General requirements • Do not use the standard input or output. (Doing so will result in the autotester terminating.) • Write a method called connectDb() to connect to the database. When your method calls the getConnection() method, it must pass the database URL, username, and password that were passed as parameters to connectDb(). These values must not be hard-coded in the method as the autotester will use the connectDb() and disconnectDB() methods to connect to the database with its own credentials. • Do not call connectDb() and disconnectDB() in the other methods you are asked to implement; you can assume that they will be called before and after, respectively, any other method calls. • All of your code must be written in the file Assignment2.java. This is the only file you should submit for this part. • You should not change the interface of any of the methods you are asked to implement, but you can write helper methods. • To run your code, you will need to include the JDBC driver in your class path. • JDBCSubmission is an abstract class that is provided to you.
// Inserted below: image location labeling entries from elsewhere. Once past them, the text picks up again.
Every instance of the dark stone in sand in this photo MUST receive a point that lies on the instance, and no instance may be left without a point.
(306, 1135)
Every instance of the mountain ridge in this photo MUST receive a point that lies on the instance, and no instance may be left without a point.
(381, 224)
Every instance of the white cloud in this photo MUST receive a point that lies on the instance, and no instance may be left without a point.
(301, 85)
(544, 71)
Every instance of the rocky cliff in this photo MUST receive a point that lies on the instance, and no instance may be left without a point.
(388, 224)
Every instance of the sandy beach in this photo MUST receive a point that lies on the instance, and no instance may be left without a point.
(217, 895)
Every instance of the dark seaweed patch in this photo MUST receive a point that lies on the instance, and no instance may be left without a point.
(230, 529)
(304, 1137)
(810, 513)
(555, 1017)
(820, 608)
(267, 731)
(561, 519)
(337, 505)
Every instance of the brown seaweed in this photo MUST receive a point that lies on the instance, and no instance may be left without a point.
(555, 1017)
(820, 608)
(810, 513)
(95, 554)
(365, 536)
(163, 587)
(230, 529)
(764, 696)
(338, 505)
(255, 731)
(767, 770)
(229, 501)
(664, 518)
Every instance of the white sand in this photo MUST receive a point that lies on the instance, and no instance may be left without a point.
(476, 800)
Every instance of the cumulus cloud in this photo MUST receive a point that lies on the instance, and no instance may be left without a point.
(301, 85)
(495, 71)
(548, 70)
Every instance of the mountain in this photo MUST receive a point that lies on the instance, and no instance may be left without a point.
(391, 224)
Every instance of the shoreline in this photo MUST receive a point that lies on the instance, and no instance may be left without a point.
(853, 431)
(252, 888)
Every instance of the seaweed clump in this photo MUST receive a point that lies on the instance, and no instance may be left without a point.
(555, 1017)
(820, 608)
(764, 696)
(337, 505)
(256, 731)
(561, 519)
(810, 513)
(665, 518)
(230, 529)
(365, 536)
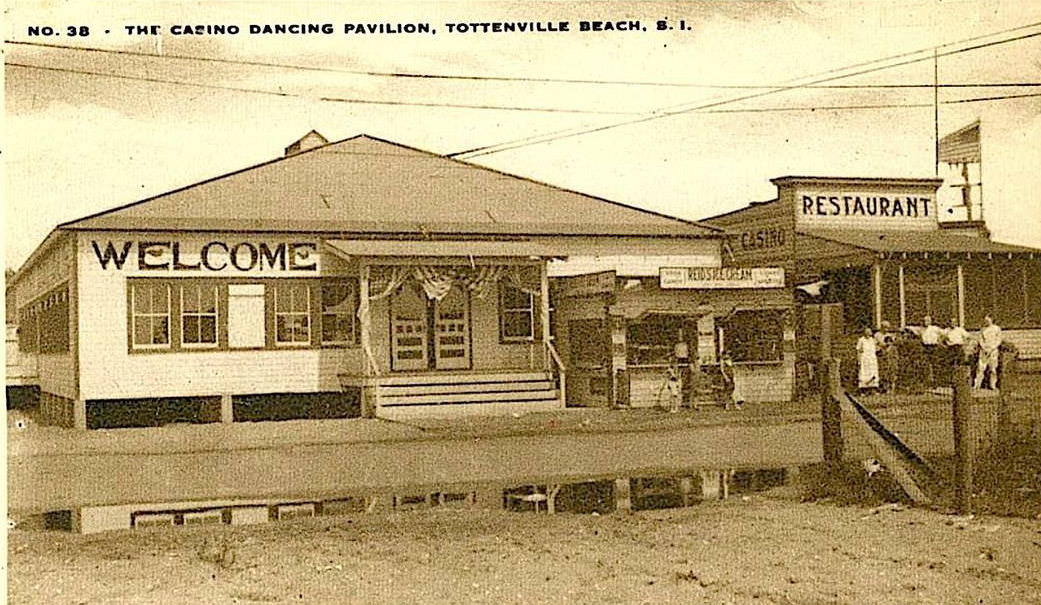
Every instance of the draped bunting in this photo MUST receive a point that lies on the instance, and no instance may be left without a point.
(437, 280)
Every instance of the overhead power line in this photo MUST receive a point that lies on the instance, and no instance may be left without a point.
(318, 98)
(524, 79)
(692, 107)
(867, 106)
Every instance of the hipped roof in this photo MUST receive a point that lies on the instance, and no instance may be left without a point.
(366, 185)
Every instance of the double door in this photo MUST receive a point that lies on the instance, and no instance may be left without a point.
(429, 334)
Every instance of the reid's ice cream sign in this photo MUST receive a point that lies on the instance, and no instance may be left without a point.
(219, 256)
(865, 208)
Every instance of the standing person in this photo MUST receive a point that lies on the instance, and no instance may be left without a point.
(732, 392)
(990, 341)
(888, 368)
(670, 388)
(931, 336)
(867, 358)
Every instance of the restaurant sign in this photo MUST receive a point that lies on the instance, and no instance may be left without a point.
(720, 277)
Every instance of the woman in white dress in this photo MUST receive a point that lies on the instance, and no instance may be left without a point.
(867, 357)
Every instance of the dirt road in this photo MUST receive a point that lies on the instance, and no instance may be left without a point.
(758, 549)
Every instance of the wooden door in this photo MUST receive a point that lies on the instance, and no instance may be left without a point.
(408, 330)
(452, 331)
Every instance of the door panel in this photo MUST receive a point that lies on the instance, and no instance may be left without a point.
(452, 331)
(408, 330)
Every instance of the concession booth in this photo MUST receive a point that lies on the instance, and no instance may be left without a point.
(619, 330)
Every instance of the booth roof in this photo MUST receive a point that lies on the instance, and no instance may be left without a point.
(916, 242)
(364, 184)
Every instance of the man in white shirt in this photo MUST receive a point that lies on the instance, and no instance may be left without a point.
(990, 341)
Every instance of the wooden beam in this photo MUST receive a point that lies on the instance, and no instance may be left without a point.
(367, 393)
(961, 296)
(904, 310)
(543, 301)
(877, 288)
(884, 452)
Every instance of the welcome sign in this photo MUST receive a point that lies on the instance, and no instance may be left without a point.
(213, 256)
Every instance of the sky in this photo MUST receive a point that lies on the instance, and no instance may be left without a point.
(644, 118)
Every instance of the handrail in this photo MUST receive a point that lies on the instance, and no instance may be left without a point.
(556, 356)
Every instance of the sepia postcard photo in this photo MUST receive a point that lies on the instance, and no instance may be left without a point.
(523, 302)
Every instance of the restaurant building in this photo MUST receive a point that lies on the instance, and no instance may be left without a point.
(353, 278)
(879, 247)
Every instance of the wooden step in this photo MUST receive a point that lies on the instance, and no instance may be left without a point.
(466, 398)
(461, 378)
(412, 389)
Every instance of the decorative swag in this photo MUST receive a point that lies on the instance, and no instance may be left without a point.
(437, 280)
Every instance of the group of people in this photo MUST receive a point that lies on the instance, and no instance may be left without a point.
(685, 376)
(884, 356)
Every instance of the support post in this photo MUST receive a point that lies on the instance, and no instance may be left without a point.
(961, 296)
(904, 309)
(367, 405)
(711, 484)
(963, 439)
(1006, 396)
(877, 283)
(623, 496)
(831, 414)
(227, 409)
(543, 301)
(79, 413)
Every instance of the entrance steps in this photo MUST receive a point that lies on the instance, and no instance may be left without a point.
(464, 394)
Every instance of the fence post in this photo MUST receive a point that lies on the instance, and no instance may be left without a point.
(963, 439)
(1006, 397)
(831, 413)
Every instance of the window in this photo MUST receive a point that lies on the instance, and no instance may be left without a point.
(293, 313)
(199, 314)
(652, 339)
(754, 335)
(589, 344)
(337, 312)
(150, 317)
(28, 330)
(516, 314)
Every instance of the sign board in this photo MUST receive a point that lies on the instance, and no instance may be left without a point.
(205, 256)
(591, 284)
(862, 208)
(720, 277)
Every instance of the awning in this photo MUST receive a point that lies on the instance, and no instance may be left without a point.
(439, 248)
(916, 242)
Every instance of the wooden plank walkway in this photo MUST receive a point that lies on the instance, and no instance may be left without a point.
(58, 469)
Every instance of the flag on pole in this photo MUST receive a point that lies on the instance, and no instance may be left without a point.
(961, 146)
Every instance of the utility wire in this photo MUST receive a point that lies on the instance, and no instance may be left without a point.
(868, 106)
(326, 99)
(686, 108)
(414, 75)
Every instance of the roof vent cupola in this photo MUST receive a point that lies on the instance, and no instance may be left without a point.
(305, 143)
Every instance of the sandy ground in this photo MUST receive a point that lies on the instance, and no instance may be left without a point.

You should not make any changes in this file and you do not need to submit this file.
To Do
Open the starter code in Assignment2.java, and complete the following methods.
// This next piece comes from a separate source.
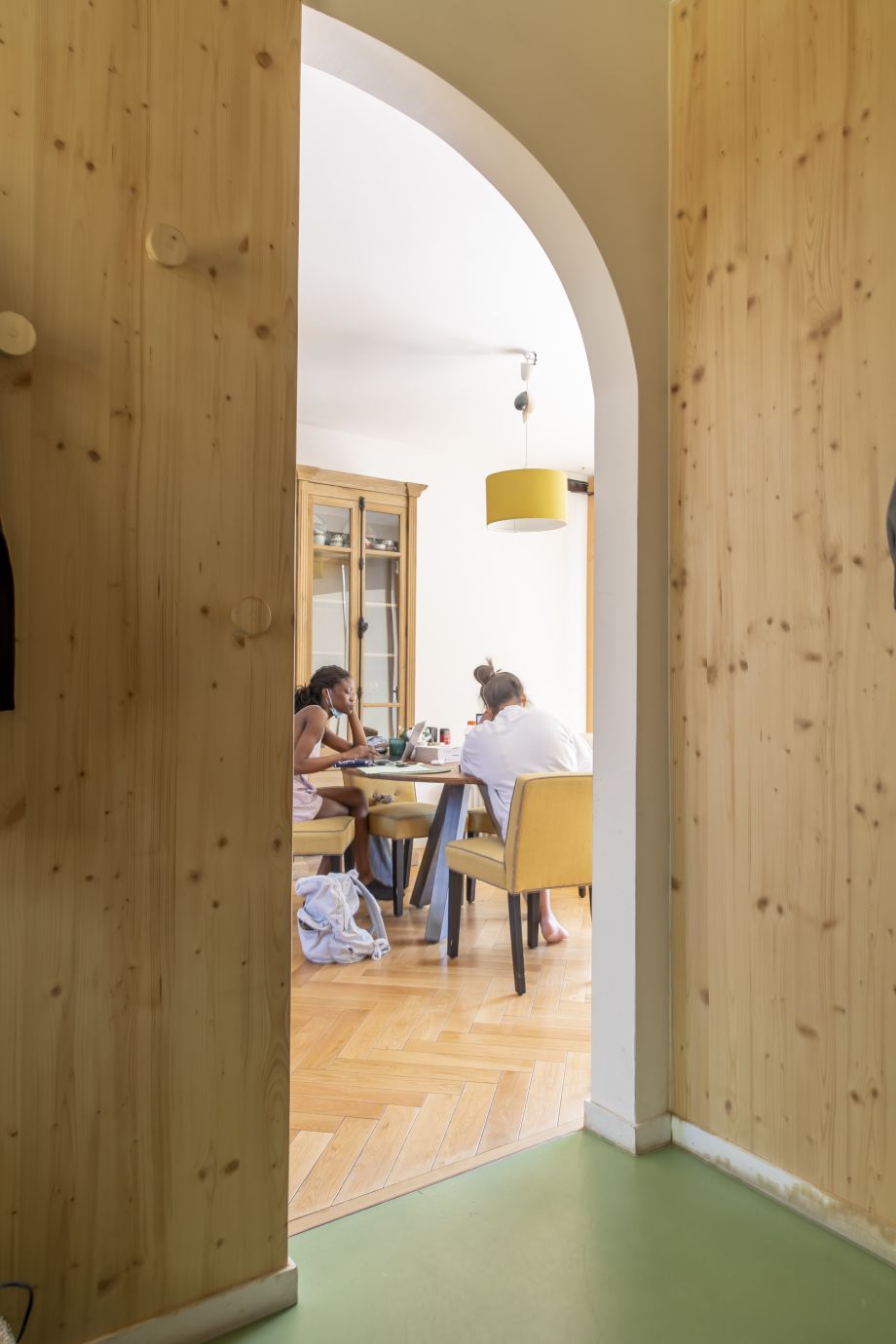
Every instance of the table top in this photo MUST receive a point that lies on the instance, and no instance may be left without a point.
(450, 775)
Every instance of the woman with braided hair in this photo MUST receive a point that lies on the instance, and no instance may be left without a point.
(331, 691)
1. connectDB: this method connects to a database using the supplied credentials.
2. disconnectDB: this method disconnects from the database.
3. electionSequence: this is a method that, given a country, retrieves the list of elections in that country and the cabinets formed after that election and before the next election (of the same type).
4. findSimilarPoliticians: A method that, given a politician, returns other politicians that have similar comments and descriptions in the database. See section Similar Politicians below for details.
You will have to decide how much functionality will be accomplished on the database side and how much in Java. Encapsulate in SQL as much functionality as possible.
Similar Politicians
This method identifies similar politicians using the descriptions that are available about them in the parlgov database. Two politicians are considered similar if the information available about them is similar enough, as assessed using the Jaccard similarity measure, which provides a simple similarity score (between 0 and 1). For two sets of strings, the Jaccard similarity is defined as the size of the intersection divided by the size of the union of two sets. For example, the Jaccard similarity of S1 = {Ontario, Quebec} and S2 = {Alberta, Ontario, Manitoba} is 0.25 as their intersection is {Ontario} and union is {Alberta, Ontario, Manitoba, Quebec}. We provide a helper method, similarity, which computes the Jaccard similarity of two sets of strings. You should use it to find the politicians whose descriptions, i.e., the contents of their description attributes, are similar above a given threshold.